Transcript:
This week in Washington—ensuring continuous coverage for people transitioning between Medicaid and insurance offered through the exchanges. You are tuning in to the health policy update from America’s Essential Hospitals for the week of Aug. 26.
Throughout this series, we’ve talked about the types of plans that will be available to people through the health insurance exchanges that were created by the Affordable Care Act (ACA). Today, we talk about the people who will transition between these plans and Medicaid coverage.
As you know, people who meet certain eligibility requirements can receive coverage through Medicaid. If they earn more than the income eligibility requirements, though, they will no longer be able to receive that coverage. As a result, whether or not a person is eligible for Medicaid can change at any time depending on fluctuations in their income.

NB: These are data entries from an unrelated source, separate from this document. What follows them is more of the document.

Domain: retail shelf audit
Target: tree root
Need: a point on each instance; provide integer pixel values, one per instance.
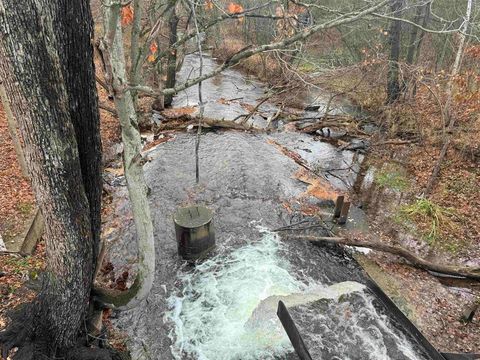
(27, 338)
(413, 259)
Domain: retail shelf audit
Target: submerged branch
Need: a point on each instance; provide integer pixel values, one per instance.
(413, 259)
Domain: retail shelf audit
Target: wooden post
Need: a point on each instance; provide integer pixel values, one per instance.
(344, 213)
(338, 206)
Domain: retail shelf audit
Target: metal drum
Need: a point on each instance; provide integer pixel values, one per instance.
(194, 231)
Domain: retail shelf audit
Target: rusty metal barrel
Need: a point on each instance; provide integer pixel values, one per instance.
(194, 231)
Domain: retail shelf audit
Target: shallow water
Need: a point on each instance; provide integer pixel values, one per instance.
(225, 309)
(198, 312)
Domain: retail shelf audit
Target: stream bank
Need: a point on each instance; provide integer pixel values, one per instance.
(247, 181)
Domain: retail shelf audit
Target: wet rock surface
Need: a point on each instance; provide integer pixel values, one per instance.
(245, 181)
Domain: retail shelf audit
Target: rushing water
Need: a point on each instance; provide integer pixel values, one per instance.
(225, 307)
(226, 310)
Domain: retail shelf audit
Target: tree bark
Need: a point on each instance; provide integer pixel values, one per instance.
(172, 56)
(45, 98)
(74, 34)
(393, 81)
(137, 188)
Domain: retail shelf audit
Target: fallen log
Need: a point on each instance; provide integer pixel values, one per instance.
(413, 259)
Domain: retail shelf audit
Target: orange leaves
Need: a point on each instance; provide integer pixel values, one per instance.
(153, 50)
(127, 15)
(473, 51)
(208, 4)
(234, 8)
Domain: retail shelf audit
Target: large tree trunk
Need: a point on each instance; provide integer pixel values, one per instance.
(393, 81)
(46, 66)
(74, 32)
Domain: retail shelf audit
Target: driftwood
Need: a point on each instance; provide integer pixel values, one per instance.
(413, 259)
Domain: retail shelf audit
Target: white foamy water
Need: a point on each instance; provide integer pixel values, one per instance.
(226, 309)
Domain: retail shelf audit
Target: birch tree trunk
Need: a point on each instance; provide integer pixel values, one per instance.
(133, 165)
(172, 56)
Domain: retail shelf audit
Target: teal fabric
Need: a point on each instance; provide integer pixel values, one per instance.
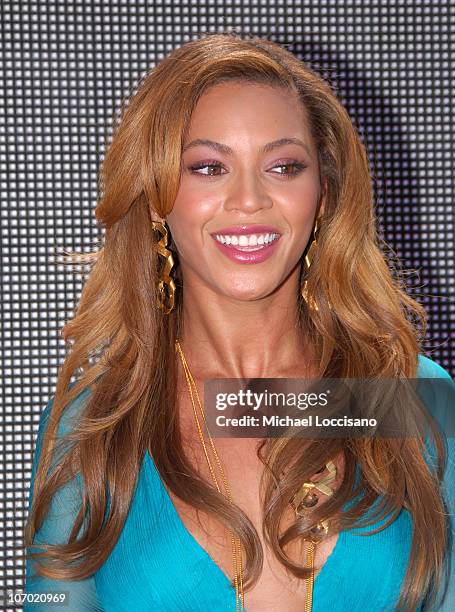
(158, 565)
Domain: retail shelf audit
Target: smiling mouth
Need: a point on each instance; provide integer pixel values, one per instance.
(247, 242)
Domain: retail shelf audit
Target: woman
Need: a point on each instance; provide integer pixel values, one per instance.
(240, 242)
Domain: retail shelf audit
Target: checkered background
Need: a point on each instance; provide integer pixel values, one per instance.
(65, 68)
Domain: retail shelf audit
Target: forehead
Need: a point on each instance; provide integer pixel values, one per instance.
(233, 109)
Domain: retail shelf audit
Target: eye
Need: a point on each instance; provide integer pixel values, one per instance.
(298, 168)
(208, 164)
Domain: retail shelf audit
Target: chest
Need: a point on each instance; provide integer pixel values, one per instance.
(276, 588)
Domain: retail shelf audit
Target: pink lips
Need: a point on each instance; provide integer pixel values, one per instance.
(240, 256)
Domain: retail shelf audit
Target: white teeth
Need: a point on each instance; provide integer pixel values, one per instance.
(246, 240)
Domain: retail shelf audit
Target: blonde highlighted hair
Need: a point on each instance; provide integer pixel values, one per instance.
(123, 347)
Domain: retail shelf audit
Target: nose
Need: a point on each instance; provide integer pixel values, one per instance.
(247, 193)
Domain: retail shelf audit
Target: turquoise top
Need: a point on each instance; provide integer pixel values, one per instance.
(158, 565)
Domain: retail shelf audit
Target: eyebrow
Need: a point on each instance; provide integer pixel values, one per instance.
(221, 148)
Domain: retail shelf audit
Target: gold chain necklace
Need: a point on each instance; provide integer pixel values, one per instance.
(235, 541)
(304, 498)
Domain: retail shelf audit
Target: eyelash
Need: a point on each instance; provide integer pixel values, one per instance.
(214, 164)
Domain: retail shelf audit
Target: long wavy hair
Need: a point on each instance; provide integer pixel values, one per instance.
(123, 348)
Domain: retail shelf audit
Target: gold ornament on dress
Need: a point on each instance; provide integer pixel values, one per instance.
(300, 498)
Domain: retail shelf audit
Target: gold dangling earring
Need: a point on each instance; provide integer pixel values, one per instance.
(165, 300)
(308, 259)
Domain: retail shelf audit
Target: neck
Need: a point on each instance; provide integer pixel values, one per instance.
(229, 338)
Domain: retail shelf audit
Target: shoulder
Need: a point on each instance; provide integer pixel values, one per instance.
(427, 368)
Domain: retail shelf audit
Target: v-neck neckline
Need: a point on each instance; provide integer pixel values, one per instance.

This is significant because many people who are enrolled in Medicaid work hourly jobs, so their incomes can fluctuate depending on the number of hours they work each week. As a result, even small changes in income may mean that people will shift between being eligible for Medicaid and subsidies to help purchase insurance coverage through the exchanges. In fact, one study published in Health Affairs estimated that within one year, 50 percent of adults with family incomes at or below 200 percent of the poverty level will have to transition from coverage offered through an exchange to Medicaid, or vice versa. This transition between Medicaid and insurance coverage offered through the exchanges is known as “churning.”
Churning can cause problems for continuity of coverage and care. Frequent coverage changes can be exhausting and confusing, especially for people with low incomes who are likely to experience other barriers to care like English language proficiency. Frequent coverage changes may also mean that people have to switch providers, which prevents them from seeing the same doctors and nurses they have gotten to know. These and other issues may prevent people from actually going through the hassle of continuing to enroll in coverage at all.
To avoid these kinds of problems, it will be important to minimize the number of times that people transition between Medicaid and insurance coverage offered through the exchanges. It will also be important to ensure that when people experience a transition, the services they need and the providers they choose are covered through their insurance plan.